態様1の短繊維用処理剤は、下記の成分(A)、下記の成分(B)、及び下記の成分(C)を含有することを特徴とする。
【0008】
成分(A):ヒドロキシ酸及びヒドロキシ酸のアルカリ金属塩から選ばれる少なくとも一つ。
成分(B):下記の第四級アンモニウム化合物(B1)、及び下記のイミダゾリン化合物(B2)から選ばれる少なくとも一つ。
【0009】
成分(C):炭素数8以上22以下の1又は2価の脂肪酸に対し、エチレンオキサイド及びプロピレンオキサイドから選ばれる少なくとも一種を付加させた化合物、及び炭素数3以上22以下の1価以上3価以下の脂肪族アルコールに対し、エチレンオキサイド及びプロピレンオキサイドから選ばれる少なくとも一種を付加させた化合物から選ばれる少なくとも一つ。
【0010】
第四級アンモニウム化合物(B1):下記のイミダゾリニウム型第四級アンモニウム(B1a)、下記のモノ長鎖骨格型第四級アンモニウム(B1b)、下記のジ長鎖骨格型第四級アンモニウム(B1c)、及び下記のポリオキシアルキレン脂肪族アミン型第四級アンモニウム(B1d)から選ばれる少なくとも一つ。
【0011】
イミダゾリニウム型第四級アンモニウム(B1a):イミダゾリン化合物を四級化した化合物、及びその塩から選ばれる少なくとも一つ。
モノ長鎖骨格型第四級アンモニウム(B1b):分子中に、炭素数12以上22以下の脂肪族炭素骨格を一つ有する第四級アンモニウム、及びその塩から選ばれる少なくとも一つ。
【0012】
ジ長鎖骨格型第四級アンモニウム(B1c):分子中に、炭素数12以上22以下の脂肪族炭素骨格を二つ有する第四級アンモニウム、及びその塩から選ばれる少なくとも一つ。
【0013】
ポリオキシアルキレン脂肪族アミン型第四級アンモニウム(B1d):分子中に、炭素数12以上22以下の脂肪族炭素骨格を一つ、及びオキシアルキレンを構成単位とするポリオキシアルキレン骨格を二つ有する第四級アンモニウム、及びその塩から選ばれる少なくとも一つ。
【0014】
イミダゾリン化合物(B2):炭素数1~24のアルケニル基を有するイミダゾリン、及び炭素数1~24のアルキル基を有するイミダゾリンから選ばれる少なくとも一つ。

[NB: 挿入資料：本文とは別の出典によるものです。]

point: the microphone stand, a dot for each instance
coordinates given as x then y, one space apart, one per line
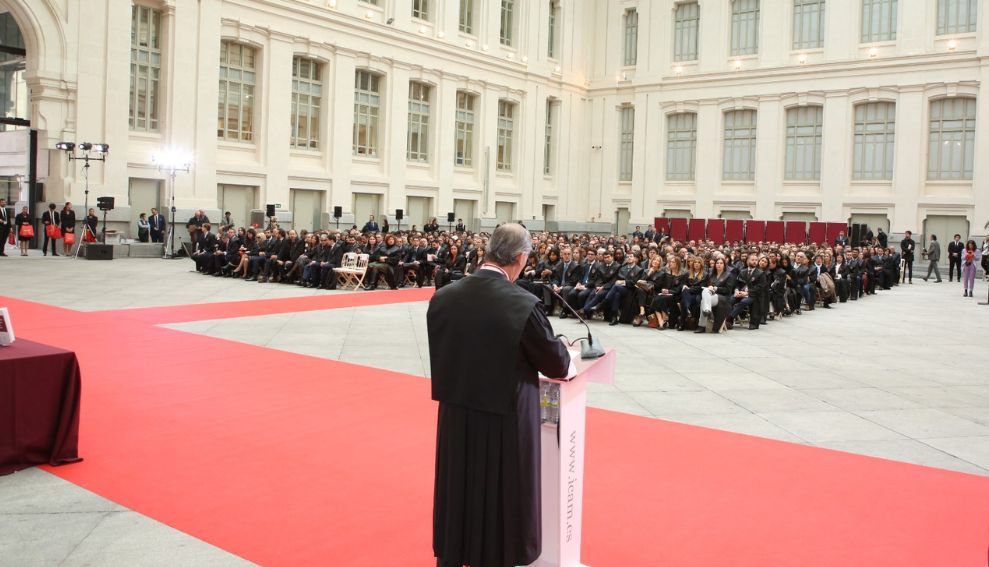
589 348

態様2は、態様1に記載の短繊維用処理剤において、前記成分(A)が、グルコン酸及びグルコン酸のアルカリ金属塩から選ばれる少なくとも一つである。
【0015】
態様3は、態様1又は2に記載の短繊維用処理剤において、前記成分(C)が、炭素数12以上20以下の1又は2価の脂肪酸1モルに対し、エチレンオキサイド及びプロピレンオキサイドから選ばれる少なくとも一種を合計で3モル以上50モル以下付加させた化合物、及び炭素数8以上18以下の1価以上3価以下の脂肪族アルコール1モルに対し、エチレンオキサイド及びプロピレンオキサイドから選ばれる少なくとも一種を合計で3モル以上50モル以下付加させた化合物から選ばれる少なくとも一つである。
【0016】
態様4は、態様1~3のいずれか一態様に記載の短繊維用処理剤において、前記成分(A)、前記成分(B)、及び前記成分(C)の含有割合の合計を100質量%とすると、前記成分(A)を1質量%以上20質量%以下、前記成分(B)を1質量%以上60質量%以下、及び前記成分(C)を30質量%以上90質量%以下の割合で含有する。
【0017】
態様5の不織布の製造方法では、下記の工程1~3を経ることを特徴とする。
工程1:態様1~4のいずれか一態様に記載の短繊維用処理剤を、合成繊維に対し付着させる工程。
【0018】
工程2:工程1で短繊維用処理剤を付着させた合成繊維を、カード機に通過させてウェブを得る工程。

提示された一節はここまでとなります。